Asimismo, los actos públicos de exaltación personal o colectiva de Franco o de la sublevación militar deben entenderse amparados por la libertad de expresión y solo podrán prohibirse si, como señala la ley, entrañan “descrédito, menosprecio o humillación de las víctimas o de sus familiares”. Algo que, además, debe interpretarse de forma restrictiva. No vale presumir ese descrédito porque se produzca una alabanza del franquismo.
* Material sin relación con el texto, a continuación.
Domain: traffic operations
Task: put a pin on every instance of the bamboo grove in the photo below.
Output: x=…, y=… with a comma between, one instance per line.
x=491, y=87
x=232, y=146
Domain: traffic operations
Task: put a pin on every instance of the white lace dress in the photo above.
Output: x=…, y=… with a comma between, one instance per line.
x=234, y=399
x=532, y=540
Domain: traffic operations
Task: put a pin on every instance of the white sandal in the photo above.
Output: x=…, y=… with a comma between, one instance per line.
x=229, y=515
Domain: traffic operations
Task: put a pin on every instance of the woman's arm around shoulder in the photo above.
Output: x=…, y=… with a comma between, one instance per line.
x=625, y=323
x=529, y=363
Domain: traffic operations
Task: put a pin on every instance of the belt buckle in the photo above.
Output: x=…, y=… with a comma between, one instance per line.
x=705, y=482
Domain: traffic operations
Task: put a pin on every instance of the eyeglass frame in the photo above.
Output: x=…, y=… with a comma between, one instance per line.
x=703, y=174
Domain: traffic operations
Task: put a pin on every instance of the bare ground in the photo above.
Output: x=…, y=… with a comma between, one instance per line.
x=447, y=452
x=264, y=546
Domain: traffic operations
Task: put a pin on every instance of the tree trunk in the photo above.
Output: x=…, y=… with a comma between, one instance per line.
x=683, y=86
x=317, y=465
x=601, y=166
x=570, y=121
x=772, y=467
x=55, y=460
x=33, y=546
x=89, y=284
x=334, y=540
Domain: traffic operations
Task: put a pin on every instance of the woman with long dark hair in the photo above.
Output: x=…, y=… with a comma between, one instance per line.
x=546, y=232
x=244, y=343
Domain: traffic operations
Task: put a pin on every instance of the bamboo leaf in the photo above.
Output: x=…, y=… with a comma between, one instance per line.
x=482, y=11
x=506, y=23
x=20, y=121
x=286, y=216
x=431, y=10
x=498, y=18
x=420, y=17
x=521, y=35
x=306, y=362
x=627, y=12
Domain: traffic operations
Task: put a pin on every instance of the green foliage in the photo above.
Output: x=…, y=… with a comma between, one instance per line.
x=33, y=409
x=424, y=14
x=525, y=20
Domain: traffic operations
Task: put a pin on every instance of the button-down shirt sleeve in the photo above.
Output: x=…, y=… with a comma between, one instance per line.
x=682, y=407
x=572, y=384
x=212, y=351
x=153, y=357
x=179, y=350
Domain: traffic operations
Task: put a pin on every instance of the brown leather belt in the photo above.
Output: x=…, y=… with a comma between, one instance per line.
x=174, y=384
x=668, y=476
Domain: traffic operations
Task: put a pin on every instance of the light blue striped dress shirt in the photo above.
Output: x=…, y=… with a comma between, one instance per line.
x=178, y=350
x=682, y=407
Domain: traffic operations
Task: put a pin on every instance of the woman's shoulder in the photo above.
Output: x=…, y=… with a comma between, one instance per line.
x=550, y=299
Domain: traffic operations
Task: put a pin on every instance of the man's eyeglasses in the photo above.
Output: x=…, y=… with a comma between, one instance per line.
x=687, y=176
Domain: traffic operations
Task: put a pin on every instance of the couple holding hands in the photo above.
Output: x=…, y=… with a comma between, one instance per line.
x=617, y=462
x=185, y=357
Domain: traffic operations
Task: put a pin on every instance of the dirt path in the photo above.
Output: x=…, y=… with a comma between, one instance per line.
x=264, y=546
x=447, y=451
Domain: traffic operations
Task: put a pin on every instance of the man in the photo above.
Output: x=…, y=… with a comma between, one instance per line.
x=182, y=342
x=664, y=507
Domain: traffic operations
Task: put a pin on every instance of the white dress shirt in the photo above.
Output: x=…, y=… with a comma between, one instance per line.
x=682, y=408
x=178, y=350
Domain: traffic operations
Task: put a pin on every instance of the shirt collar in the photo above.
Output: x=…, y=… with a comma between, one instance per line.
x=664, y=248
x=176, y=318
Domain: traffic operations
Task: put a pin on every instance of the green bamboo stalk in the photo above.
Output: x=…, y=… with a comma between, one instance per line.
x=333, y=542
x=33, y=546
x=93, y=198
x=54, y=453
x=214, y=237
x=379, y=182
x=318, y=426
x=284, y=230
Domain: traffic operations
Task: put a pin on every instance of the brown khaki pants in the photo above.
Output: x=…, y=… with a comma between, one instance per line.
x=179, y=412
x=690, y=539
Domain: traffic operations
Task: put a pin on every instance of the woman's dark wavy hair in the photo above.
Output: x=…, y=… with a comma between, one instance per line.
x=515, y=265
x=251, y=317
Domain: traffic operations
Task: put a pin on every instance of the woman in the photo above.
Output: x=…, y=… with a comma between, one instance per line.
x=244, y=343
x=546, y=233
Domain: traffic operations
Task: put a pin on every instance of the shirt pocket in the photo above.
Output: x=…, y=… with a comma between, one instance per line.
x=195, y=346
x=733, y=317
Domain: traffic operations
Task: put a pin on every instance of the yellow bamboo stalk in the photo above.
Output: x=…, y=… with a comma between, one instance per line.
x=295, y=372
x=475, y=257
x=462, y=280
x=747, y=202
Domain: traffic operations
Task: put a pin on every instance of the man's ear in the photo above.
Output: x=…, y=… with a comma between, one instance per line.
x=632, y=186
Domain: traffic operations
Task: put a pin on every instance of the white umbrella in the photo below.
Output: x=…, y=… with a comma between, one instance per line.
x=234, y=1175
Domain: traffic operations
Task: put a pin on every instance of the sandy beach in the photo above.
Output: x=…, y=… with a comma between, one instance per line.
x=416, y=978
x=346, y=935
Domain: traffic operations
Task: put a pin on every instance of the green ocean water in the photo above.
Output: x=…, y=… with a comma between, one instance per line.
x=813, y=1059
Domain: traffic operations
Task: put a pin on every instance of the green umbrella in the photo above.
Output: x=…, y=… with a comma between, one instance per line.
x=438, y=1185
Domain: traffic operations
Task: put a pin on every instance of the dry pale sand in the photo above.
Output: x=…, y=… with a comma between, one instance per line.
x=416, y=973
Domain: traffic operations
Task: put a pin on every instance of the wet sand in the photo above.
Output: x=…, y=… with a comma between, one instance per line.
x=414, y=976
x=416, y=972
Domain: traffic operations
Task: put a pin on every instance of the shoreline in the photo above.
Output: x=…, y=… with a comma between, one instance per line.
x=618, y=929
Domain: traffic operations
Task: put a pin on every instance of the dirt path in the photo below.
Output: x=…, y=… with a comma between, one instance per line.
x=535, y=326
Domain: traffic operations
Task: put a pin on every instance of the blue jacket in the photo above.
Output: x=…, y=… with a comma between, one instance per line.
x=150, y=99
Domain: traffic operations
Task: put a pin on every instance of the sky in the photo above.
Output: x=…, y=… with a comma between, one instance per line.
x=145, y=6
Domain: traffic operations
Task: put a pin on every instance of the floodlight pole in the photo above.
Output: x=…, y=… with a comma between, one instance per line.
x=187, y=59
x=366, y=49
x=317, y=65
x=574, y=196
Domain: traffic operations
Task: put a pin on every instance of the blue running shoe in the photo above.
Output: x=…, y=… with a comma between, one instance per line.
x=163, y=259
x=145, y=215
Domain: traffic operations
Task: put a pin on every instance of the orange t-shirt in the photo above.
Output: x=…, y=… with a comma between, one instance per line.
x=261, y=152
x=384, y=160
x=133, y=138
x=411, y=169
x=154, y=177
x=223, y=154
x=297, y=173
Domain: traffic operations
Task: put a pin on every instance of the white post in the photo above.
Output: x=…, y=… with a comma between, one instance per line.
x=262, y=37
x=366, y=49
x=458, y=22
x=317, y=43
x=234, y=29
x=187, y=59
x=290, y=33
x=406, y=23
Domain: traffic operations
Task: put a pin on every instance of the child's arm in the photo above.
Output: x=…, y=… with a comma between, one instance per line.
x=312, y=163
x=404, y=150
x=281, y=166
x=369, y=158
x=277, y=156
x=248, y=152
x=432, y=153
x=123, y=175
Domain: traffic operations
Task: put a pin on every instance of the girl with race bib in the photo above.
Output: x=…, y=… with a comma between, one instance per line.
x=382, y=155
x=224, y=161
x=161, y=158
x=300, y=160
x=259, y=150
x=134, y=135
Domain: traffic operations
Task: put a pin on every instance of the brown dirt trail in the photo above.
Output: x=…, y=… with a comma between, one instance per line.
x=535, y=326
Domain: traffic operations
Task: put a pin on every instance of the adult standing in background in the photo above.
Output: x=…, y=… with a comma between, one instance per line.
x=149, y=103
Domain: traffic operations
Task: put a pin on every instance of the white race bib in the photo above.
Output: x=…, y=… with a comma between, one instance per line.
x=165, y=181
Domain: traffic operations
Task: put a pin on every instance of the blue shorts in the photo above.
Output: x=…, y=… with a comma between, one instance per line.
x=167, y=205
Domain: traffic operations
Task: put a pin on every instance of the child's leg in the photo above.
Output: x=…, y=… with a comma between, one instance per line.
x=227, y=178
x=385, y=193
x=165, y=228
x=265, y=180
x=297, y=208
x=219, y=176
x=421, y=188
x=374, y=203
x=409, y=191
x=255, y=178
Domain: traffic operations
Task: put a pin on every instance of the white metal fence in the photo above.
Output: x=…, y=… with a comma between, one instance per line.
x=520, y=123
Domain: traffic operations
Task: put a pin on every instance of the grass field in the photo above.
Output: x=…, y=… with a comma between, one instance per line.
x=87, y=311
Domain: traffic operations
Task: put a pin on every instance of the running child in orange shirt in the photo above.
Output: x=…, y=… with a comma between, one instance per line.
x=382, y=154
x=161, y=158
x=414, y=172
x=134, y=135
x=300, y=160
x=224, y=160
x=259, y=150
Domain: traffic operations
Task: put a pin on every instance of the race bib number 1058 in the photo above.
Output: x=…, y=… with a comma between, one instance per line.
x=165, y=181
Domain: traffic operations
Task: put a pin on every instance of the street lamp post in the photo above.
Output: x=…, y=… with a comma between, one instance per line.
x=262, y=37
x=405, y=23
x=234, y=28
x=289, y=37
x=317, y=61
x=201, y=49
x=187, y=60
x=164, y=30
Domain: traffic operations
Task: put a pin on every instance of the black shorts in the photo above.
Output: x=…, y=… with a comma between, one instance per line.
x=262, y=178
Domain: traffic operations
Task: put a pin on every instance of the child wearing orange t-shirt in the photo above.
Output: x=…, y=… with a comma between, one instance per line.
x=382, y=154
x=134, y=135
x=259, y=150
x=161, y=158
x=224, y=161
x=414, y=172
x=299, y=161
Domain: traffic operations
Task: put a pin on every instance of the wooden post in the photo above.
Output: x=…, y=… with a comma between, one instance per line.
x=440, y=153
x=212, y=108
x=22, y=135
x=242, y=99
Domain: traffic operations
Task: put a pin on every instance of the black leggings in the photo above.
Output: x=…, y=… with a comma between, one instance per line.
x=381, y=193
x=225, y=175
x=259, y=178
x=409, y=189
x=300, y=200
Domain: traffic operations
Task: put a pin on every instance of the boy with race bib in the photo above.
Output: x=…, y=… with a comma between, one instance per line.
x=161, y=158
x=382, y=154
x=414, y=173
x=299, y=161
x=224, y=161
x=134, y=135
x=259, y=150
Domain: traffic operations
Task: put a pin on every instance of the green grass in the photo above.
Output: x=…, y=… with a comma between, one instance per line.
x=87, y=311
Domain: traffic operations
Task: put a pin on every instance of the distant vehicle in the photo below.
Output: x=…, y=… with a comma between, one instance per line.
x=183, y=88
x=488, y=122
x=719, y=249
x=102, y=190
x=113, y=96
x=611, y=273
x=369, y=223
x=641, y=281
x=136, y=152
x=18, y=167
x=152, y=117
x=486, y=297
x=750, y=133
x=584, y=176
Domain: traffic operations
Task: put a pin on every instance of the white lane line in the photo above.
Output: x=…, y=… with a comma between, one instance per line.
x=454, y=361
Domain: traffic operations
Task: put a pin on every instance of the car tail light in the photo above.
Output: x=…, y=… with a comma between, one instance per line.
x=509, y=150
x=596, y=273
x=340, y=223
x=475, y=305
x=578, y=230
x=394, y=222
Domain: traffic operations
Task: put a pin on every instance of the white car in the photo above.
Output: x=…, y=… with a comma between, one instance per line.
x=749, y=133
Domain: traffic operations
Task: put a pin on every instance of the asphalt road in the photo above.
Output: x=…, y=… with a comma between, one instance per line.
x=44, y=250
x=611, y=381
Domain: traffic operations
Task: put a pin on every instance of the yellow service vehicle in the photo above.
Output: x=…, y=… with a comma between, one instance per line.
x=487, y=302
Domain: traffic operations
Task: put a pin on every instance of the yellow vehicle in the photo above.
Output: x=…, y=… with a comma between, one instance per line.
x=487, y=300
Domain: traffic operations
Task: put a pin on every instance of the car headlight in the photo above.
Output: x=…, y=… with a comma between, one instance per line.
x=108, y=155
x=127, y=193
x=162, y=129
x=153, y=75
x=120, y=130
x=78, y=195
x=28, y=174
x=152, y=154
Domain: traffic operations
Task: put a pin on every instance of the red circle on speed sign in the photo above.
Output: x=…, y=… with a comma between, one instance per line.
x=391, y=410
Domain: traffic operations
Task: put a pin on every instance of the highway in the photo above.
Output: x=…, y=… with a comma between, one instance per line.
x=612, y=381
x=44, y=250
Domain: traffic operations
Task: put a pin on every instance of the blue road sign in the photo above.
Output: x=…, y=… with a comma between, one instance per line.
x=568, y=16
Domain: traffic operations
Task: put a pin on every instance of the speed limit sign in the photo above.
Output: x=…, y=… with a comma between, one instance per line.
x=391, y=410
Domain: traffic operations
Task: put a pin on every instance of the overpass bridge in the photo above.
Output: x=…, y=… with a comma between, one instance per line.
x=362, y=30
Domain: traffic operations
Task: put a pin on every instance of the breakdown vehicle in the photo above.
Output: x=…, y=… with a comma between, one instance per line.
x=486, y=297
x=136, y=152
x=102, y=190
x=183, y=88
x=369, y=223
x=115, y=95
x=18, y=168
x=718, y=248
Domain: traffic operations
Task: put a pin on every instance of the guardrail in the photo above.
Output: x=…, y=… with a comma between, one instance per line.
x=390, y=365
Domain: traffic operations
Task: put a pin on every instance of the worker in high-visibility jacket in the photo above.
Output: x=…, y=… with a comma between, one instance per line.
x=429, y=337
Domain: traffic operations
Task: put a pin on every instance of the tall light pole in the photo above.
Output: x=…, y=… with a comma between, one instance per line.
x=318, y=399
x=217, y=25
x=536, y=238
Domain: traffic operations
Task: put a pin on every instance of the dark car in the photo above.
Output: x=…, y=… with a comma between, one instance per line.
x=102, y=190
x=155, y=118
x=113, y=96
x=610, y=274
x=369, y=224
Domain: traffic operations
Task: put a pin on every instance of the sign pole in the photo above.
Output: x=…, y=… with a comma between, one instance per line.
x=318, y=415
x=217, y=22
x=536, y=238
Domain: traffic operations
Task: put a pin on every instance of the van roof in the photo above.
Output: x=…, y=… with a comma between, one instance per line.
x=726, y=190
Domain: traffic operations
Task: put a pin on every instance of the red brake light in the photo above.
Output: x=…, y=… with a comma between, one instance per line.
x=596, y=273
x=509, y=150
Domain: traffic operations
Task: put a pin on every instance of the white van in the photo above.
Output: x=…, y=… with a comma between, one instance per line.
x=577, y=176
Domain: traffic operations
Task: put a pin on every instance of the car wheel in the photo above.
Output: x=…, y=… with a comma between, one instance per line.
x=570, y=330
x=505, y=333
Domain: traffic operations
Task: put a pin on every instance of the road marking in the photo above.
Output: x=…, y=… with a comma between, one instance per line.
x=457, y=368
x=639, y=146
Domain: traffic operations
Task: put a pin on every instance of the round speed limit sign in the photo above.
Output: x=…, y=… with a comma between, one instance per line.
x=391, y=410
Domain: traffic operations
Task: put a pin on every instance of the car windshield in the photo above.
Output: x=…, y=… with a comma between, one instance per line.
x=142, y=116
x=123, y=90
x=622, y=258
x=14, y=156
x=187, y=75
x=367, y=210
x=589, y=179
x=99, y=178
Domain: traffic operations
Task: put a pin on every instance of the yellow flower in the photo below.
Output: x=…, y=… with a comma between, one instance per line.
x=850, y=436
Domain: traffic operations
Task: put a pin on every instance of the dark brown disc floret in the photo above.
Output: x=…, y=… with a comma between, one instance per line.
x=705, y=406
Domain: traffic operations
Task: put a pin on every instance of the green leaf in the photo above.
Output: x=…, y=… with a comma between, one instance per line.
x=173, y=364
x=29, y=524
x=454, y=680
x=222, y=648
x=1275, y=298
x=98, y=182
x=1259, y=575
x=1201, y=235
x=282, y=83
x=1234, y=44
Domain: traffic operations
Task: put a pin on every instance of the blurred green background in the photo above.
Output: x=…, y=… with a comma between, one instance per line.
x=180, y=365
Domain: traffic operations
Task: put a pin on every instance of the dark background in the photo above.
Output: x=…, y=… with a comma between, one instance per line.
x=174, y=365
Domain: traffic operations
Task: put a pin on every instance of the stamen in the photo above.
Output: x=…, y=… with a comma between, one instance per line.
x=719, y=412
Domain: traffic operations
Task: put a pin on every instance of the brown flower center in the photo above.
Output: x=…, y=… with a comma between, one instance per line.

Además, dejar en manos de autoridades administrativas (y no judiciales) la sanción de este tipo de conductas va a ser fuente de problemas. De hecho, tengo serias dudas de la legitimidad constitucional de este tipo de regímenes sancionadores administrativos que castigan conductas que a priori son ejercicio de la libertad de expresión. Solo un juez en el correspondiente procedimiento judicial ofrece garantías de imparcialidad para valorar hasta qué punto ha habido un exceso en el ejercicio de la libertad que merezca reproche.
Donde la ley ha hilado más fino es en relación con las fundaciones y las asociaciones que se dediquen a la exaltación del franquismo o de otras dictaduras. En estos casos, no veo problema con retirarles las subvenciones o la utilidad pública, tampoco con disolver fundaciones contrarias a los valores democráticos. Sin embargo, para las asociaciones esta disolución creo que solo es posible si sus fines son delictivos. Por lo demás, tengo serias dudas de que puedan retirarse por ley títulos nobiliarios, entre otros motivos porque ésta es una prerrogativa del Rey como Jefe del Estado.
Por todo ello, mi conclusión es que esta ley introduce alguna medida acertada, aunque adolece también de algunos vicios constitucionales. Pero, sobre todo, que los árboles no nos impidan ver el bosque: su gran problema es que busca imponer de forma militante una “memoria política” que no solo pretende desterrar el franquismo, sino que de forma taimada erosiona la imagen del “abrazo” como mito fundacional de nuestra democracia para volver a dividir España entre buenos y malos.
Es profesor de Derecho constitucional de la Universidad de Murcia.